Where Boucher was absolutely unforgiving on to the point of just being a prick, a good sledge need not be with out it’s humor. Even the victim can have a good laugh (hours after when they’ve cooled down a little bit). Let’s hope the Aussies have been working on their one-liners. We’ll take all the help we can get.  

Top 10 Cricket Sledges Of All Time

Dennis Lilllee (Australia) sledging the world

Dennis Lillee had a sledge that he employed against many batsmen during his much esteemed cricket career. “I can see why you are batting so badly, you’ve got some shit on the end of your bat”
At this point the batsman would usually flip his bat over and examine the end, to which Lillee would respond “Wrong end mate”

Merv Hughes (Australia) to Javed Miandad (Pakistan)

Javed: “You should be a bus driver, you are to fat to be playing cricket.”
A few overs later Merv dismissed Javed. “Tickets please”, Merv called out as he ran past the departing batsman.

Craig McDermott (Australia) to Phil Tufnell(England)
Tufnell had just bowled out McDermott on a wild wicket. “You’ve got to bat on this in a minute, Tuffers. Hospital food suit you?”

Ian Healy (Australia) to Arjuna Ranatunga (Sri Lanka)

Shane Warne, trying to tempt Arjuna Ranatunga out of his crease mused what it took to get the plump character to get out of his crease and drive.
Wicketkeeper Ian Healy had an idea “Put a Mars Bar on a good length. That should do it.”

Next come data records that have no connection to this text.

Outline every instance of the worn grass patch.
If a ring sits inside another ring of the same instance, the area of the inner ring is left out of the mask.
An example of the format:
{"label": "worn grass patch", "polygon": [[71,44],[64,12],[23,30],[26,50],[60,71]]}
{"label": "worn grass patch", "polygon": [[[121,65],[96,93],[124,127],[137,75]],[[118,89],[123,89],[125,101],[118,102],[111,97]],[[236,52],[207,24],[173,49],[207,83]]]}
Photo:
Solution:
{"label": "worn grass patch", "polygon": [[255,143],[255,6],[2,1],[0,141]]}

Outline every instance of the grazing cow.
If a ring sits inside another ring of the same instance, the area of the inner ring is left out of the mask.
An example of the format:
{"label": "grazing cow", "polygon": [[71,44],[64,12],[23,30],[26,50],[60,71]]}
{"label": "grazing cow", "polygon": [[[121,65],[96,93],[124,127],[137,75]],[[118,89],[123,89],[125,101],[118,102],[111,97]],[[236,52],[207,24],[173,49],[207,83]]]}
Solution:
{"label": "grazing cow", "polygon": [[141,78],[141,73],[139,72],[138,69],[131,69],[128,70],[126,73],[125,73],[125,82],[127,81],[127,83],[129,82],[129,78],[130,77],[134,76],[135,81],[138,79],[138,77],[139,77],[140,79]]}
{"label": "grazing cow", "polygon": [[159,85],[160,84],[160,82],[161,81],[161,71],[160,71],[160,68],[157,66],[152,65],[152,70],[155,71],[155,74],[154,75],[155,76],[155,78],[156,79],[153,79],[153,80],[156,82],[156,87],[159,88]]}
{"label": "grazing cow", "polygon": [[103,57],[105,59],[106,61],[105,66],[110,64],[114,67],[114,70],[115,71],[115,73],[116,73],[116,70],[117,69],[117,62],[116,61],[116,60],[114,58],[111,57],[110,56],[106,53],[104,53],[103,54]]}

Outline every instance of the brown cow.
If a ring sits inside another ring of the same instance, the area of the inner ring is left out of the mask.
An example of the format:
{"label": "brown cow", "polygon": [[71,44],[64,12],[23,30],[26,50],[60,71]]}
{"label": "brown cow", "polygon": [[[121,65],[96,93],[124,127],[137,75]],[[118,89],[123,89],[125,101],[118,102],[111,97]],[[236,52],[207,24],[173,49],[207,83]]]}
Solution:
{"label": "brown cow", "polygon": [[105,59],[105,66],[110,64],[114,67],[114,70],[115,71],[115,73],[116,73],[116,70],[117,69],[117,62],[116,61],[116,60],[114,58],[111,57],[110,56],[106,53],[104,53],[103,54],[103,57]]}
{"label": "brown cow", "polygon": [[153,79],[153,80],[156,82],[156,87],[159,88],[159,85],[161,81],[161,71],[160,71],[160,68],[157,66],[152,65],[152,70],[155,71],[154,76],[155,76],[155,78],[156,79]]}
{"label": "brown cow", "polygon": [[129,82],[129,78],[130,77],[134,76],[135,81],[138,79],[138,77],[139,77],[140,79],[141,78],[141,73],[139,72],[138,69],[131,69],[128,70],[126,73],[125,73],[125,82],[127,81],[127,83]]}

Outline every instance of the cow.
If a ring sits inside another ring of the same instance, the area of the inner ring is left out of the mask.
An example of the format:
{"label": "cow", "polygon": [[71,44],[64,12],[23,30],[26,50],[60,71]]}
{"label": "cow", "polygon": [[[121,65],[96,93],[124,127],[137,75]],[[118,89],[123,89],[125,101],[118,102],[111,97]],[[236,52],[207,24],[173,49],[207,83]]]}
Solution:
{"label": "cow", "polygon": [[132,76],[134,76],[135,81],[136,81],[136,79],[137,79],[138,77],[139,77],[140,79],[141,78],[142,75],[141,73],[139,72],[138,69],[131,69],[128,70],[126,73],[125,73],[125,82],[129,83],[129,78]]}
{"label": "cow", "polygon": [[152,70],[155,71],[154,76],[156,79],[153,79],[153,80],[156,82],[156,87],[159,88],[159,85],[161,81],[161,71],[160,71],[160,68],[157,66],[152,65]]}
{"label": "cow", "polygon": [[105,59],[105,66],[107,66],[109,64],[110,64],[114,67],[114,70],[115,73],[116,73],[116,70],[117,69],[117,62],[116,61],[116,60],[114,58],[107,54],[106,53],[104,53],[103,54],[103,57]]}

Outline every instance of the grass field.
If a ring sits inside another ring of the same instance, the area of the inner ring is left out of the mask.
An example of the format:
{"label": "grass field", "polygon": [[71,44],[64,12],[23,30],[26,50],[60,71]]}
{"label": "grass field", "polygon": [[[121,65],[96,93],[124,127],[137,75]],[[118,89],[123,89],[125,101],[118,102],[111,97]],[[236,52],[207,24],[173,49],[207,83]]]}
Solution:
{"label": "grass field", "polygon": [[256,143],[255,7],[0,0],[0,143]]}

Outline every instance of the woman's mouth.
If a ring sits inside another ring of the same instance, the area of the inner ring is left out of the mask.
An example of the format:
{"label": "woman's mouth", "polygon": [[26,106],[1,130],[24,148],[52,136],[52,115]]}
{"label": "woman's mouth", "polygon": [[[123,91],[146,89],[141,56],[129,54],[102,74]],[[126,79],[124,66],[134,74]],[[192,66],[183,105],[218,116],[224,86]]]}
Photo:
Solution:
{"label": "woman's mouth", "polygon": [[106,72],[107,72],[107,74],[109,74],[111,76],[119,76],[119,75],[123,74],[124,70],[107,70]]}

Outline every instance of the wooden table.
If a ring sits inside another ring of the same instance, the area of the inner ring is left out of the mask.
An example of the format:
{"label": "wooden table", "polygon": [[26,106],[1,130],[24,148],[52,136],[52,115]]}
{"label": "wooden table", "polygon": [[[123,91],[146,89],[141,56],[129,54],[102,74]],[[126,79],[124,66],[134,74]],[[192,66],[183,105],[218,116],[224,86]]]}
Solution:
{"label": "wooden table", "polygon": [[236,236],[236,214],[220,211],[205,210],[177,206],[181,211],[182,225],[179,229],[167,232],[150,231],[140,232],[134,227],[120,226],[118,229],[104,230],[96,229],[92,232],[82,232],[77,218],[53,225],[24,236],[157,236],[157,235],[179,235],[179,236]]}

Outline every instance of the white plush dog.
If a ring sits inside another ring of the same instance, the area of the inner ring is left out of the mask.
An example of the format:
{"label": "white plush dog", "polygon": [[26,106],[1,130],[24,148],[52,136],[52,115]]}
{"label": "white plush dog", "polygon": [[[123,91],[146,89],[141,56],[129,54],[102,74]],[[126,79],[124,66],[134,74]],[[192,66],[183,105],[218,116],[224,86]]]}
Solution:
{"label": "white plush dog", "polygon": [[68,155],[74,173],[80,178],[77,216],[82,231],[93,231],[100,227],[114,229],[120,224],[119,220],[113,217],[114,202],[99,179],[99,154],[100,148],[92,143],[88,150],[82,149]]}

Merv Hughes (Australia) to Graham Gooch (England)

England opening batsman and captain Graham Gooch had missed a few deliveries from Australia’s Merv Hughes.
Merv Hughes’ words of encouragement were “I’ll get you a piano instead – see if you can play that.”

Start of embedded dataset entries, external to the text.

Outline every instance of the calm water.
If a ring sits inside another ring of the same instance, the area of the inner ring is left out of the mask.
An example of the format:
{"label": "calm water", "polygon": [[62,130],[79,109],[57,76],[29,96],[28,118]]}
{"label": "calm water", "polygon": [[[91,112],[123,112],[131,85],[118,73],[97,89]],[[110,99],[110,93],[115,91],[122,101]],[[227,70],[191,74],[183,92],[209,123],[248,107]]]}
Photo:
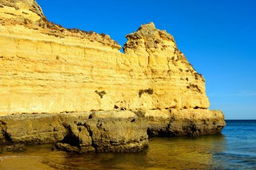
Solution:
{"label": "calm water", "polygon": [[[222,134],[153,138],[135,153],[73,155],[50,145],[0,154],[0,169],[256,169],[256,120],[228,120]],[[66,167],[65,167],[66,166]]]}

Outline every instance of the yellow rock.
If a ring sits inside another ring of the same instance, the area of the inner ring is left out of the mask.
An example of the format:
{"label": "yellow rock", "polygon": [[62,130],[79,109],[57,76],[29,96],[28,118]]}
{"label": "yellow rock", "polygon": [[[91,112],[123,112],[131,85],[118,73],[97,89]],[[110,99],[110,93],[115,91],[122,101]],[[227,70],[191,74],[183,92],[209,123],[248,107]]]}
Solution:
{"label": "yellow rock", "polygon": [[47,21],[34,1],[0,1],[0,115],[209,108],[173,37],[142,25],[124,53],[109,36]]}

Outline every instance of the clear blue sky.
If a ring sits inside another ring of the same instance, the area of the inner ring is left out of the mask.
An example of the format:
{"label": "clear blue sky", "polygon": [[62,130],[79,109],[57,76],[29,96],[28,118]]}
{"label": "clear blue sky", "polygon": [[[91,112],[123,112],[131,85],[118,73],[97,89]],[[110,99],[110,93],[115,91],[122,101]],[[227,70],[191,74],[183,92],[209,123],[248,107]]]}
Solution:
{"label": "clear blue sky", "polygon": [[256,119],[255,0],[37,0],[65,28],[125,36],[153,22],[175,38],[206,81],[210,109],[226,119]]}

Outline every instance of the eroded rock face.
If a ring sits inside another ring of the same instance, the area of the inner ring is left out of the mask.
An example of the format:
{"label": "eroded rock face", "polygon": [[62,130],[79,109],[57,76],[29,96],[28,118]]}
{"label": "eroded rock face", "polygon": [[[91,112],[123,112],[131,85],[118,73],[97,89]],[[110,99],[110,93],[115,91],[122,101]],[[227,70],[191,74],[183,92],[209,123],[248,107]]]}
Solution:
{"label": "eroded rock face", "polygon": [[154,24],[128,34],[123,54],[109,36],[49,22],[32,1],[0,2],[0,114],[209,107],[203,77]]}
{"label": "eroded rock face", "polygon": [[56,144],[78,153],[141,151],[148,145],[146,120],[130,118],[88,120],[68,124],[69,133]]}
{"label": "eroded rock face", "polygon": [[[0,0],[0,143],[134,151],[148,135],[220,133],[205,81],[173,37],[142,25],[121,46],[65,29],[35,1]],[[10,50],[11,49],[11,50]]]}

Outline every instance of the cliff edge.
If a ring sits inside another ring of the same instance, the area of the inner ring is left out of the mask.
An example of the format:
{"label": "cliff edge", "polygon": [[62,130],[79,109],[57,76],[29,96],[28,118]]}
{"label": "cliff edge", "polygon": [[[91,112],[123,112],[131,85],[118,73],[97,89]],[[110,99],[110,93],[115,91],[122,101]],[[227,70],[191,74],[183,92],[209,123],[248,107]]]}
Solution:
{"label": "cliff edge", "polygon": [[0,142],[125,151],[148,135],[220,132],[224,115],[174,38],[153,23],[126,38],[123,54],[108,35],[50,22],[35,1],[0,0]]}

Ian Healy (Australia) & Arjuna Ranatunga (Sri Lanka)

Ranatunga called for a runner on a hot night during a one day match in Sydney.
Healy’s reply was “You don’t get a runner for being an overweight, unfit, fat c@#t”

Viv Richards (West Indies) and Merv Hughes (Australia)

Sometimes, verbal sledging is simply not enough.
Viv Richards hit Merv Hughes for four consecutive boundaries in one single over.
Merv’s response was to stop halfway down the pitch, fart loudly, and say to Viv: “Let’s see you hit that to the boundary!”

Rod Marsh (Aus) and Ian Botham(Eng)

One of the most famous sledging incidents is by far one of the best.
Rod Marsh : “So how’s your wife and my kids?”
Ian Botham : “The wife is fine but the kids are retarded”

Merv Hughes (Australia) and Robin Smith (England)

Merv Hughes “You can’t fucking bat”.
Next ball, Merv was hit to the fence, Robin Smith replied: “Hey Merv, we make a fine pair. I can’t fucking bat and you can’t fucking bowl.”

Daryll Cullinan (South Africa) and Shane Warne(Australia)

As Cullinan was heading out to the wicket, Warne told him he had been waiting 2 years for another chance to humiliate him.
Cullinan replied.”Looks like you spent it eating.”